We thought it might be fun to drive to Portland on U.S. 1 along the Maine coast. What a mistake! This puts you right into snooty resort cities like Ogunquit and Kennebunkport with their associated traffic. Due to the dearth of traffic lights, we were stuck in traffic for close to an hour. We eventually decided that paying for the Maine Turnpike was a much better use of our time. We had only a few glimpses of Portland as we drove through it. Soon we were back on U.S. 1, as it was the only pragmatic way to get to our destination: Boothbay Harbor.

Almost precisely two years ago, I was in Maine on business. A number of us elected to drive down to Boothbay Harbor for dinner, which was no minor matter as our meeting was in Augusta. I was charmed by Boothbay Harbor so it seemed a convenient place to revisit with the family. Rain earlier in the day made the harbor area unnaturally cool, but we enjoyed our fine dinners at the Tugboat Inn anyhow. Afterwards we walked through the many tourist businesses hugging the harbors. There are in fact many picture postcard marinas along Maine’s glorious Atlantic Coast. Boothbay Harbor though is one of the most picturesque. Our hotel was not in the harbor itself. Rather we stayed overnight at The Flagship Inn, which is a few miles inland. Generally, I am not that fond of roadside motels, but this one was surprisingly nice and clean. Unlike the Doubletree hotel in Boston where you have to pay $10 a day for wireless access, the modest Flagship Inn provided reliable and free high quality wireless access for all its patrons.

This morning we drove some more along the Maine coast. U.S. 1 north of Boothbay Harbor offers some spectacular scenery. In particular, the harbor cities of Bath, Rockland and Rockport offer magnificent views of the Gulf of Maine and the Maine coast hugged by myriad sailboats.

When you are from out of town, it is no trivial matter finding a restaurant in Augusta, Maine even if you have a GPS. Thanks to my last trip to Maine, I was somewhat familiar with the layout of Augusta, so we arrived at our destination only fifteen minutes late. We dined with one of my wife’s online friends, her husband and her two young children at a barbeque place in downtown Augusta. The young couple reminded me of my wife and me two decades earlier. Their three-year-old son though was a handful and had to be distracted throughout our time together. I am glad that those years are behind us.

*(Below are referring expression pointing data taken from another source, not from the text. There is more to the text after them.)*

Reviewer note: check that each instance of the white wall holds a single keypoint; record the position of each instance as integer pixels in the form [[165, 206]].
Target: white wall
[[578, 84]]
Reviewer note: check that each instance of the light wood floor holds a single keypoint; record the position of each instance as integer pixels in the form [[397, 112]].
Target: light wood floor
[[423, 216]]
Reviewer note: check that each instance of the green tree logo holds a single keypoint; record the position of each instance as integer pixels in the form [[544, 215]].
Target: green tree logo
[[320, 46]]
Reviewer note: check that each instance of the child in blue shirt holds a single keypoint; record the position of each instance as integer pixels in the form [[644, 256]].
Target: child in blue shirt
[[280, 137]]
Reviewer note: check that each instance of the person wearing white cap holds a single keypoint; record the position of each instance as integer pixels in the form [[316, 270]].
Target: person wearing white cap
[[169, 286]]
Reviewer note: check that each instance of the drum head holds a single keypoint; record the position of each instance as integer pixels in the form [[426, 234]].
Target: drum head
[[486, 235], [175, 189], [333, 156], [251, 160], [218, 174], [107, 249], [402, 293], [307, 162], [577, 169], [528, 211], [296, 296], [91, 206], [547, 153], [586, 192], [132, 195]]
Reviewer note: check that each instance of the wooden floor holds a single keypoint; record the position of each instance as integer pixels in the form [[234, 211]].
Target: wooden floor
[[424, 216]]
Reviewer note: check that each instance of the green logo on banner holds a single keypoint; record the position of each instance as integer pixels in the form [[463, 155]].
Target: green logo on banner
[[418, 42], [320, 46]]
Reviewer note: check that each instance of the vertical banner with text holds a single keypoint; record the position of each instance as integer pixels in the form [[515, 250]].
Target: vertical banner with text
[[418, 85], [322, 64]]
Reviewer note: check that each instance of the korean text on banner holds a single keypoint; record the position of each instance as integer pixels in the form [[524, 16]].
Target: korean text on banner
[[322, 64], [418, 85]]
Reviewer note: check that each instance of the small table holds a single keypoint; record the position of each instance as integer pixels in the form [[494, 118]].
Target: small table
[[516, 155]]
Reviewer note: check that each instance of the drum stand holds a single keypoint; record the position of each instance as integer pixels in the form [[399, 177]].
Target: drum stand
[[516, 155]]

Our home for this night is a Best Western in Franconia, New Hampshire. Getting from Augusta to Franconia was no trivial matter, as there are no direct routes. There was plenty of road construction (including several miles where the pavement was removed and we had to navigate through a rocky construction area) on our route but the scenery along U.S. 2 was often spectacular. Every mile closer to New Hampshire revealed taller mountains. The citizens of Maine must have had a hard time coming up with names for their towns for we passed a cluster of towns named after countries like Mexico and Peru. Mexico, Maine though has little to recommend it and comes with an unwelcome stench from what appears to be a local paper mill. The picturesque Androsco River though flows through Mexico and the adjacent towns that border U.S. 2. This road is definitely one of the less traveled roads in the continental United States, but one of its more bucolic.

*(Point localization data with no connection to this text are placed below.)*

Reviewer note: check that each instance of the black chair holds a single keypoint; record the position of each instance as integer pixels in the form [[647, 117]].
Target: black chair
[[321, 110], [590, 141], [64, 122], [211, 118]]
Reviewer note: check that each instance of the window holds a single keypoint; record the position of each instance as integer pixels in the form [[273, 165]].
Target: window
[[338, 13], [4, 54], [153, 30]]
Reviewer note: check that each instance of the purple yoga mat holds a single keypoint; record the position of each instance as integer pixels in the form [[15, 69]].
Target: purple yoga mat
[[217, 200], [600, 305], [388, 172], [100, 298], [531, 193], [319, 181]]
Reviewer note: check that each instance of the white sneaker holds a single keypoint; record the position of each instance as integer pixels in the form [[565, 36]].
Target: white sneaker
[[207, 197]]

Here in Franconia we find an area of New Hampshire overrun with gnats and mosquitoes. We will definitely need the bug spray tomorrow, and we will need to brush them off our clothes and out of our hair before we resume of tour of New England. They lie by the dozens on our windshield. Tomorrow’s final destination: Burlington, Vermont, the last state in New England that I have yet to visit.